There is an urgent need for a HIV-1 vaccine. A better understanding of the immune parameters present during natural HIV-1 exposure might inform vaccine design. Semen - an overlooked factor in models of HIV-1 infection - not only acts as a vehicle for HIV-1 transmission, but might also initiate or attenuate anti-viral immune responses at the mucosal site of exposure. We have previously demonstrated seminal plasma (SP) to potently inhibit anti-viral NK cell and cytotoxic T-lymphocyte responses in vitro. In addition to inhibitory factors, SP from HIV-1-infected donors contain anti-HIV-1 antibodies. We now present data characterizing anti-HIV-1 antibodies within semen from paired samples obtained prior to and following initiation of antiretroviral therapy (ART).

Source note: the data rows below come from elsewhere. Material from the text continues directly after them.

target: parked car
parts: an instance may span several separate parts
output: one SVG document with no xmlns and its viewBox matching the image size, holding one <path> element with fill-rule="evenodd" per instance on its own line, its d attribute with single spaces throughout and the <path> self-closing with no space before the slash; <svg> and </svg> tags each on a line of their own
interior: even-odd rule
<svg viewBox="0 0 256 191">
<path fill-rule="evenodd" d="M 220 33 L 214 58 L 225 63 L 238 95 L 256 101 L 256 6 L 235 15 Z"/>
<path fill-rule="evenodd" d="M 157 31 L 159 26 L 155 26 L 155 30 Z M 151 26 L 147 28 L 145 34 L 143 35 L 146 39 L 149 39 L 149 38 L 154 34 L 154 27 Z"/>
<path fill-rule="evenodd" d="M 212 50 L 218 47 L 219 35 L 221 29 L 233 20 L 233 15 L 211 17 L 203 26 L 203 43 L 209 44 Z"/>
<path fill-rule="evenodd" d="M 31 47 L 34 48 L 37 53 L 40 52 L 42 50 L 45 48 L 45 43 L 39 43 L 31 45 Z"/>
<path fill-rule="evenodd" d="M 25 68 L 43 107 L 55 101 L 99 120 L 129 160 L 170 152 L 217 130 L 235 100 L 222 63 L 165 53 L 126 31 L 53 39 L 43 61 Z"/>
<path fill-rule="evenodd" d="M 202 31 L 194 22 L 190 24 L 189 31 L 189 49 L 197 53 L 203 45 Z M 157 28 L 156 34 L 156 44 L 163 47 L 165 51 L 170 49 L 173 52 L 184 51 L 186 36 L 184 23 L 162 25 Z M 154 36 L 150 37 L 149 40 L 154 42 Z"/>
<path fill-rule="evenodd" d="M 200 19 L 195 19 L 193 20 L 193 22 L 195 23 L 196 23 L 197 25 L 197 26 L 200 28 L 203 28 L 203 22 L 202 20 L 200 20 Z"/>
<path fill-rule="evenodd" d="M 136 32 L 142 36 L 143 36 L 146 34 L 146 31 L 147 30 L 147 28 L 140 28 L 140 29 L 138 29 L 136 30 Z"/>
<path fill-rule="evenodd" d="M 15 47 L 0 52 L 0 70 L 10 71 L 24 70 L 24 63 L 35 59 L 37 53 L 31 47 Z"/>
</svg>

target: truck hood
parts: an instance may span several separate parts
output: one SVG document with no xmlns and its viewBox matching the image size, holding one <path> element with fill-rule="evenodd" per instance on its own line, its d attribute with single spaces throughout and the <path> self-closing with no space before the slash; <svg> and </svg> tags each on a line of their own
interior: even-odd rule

Matched serum and SP samples were collected from 11 HIV-1-infected donors at pre- and during-ART time points. These samples were assessed by end-point titer ELISAs for anti-gp120 IgG. Both serum and SP samples collected after greater than six months of ART exhibited a non-significant decrease in levels of anti-gp120 antibodies, compared to pre-ART samples [median 2.0 log10 vs 2.5 log10, p=0.218, n=8]. Furthermore, we observed no significant differences in NK cell IFNγ production following stimulation with gp120-coated T cells in the presence of purified IgG from pre-ART or during-ART SP samples [2.85% (15.04–0.17) vs 4.57% (14.33–0.23), p=0.465, n=11]. Lastly, we noted that antibodies capable of mediating antibody-dependent cellular cytoxicity within serum and SP targeted similar gp120 epitopes. Pre-incubation of gp120-coated T cells with a FAb of an anti-HIV-1 antibody directed to a CD4-induced epitope within gp120 inhibited anti-HIV-1 antibody-dependent NK cell activation by sera and SP-derived IgG [median 70.0% inhibition, p=0.0039, n=9].
Our findings highlight the presence of functional anti-HIV-1- antibodies within SP that target similar epitopes on gp120 as sera antibodies. Future research should investigate the role these anti-HIV-1 seminal antibodies play during mucosal HIV-1 transmission.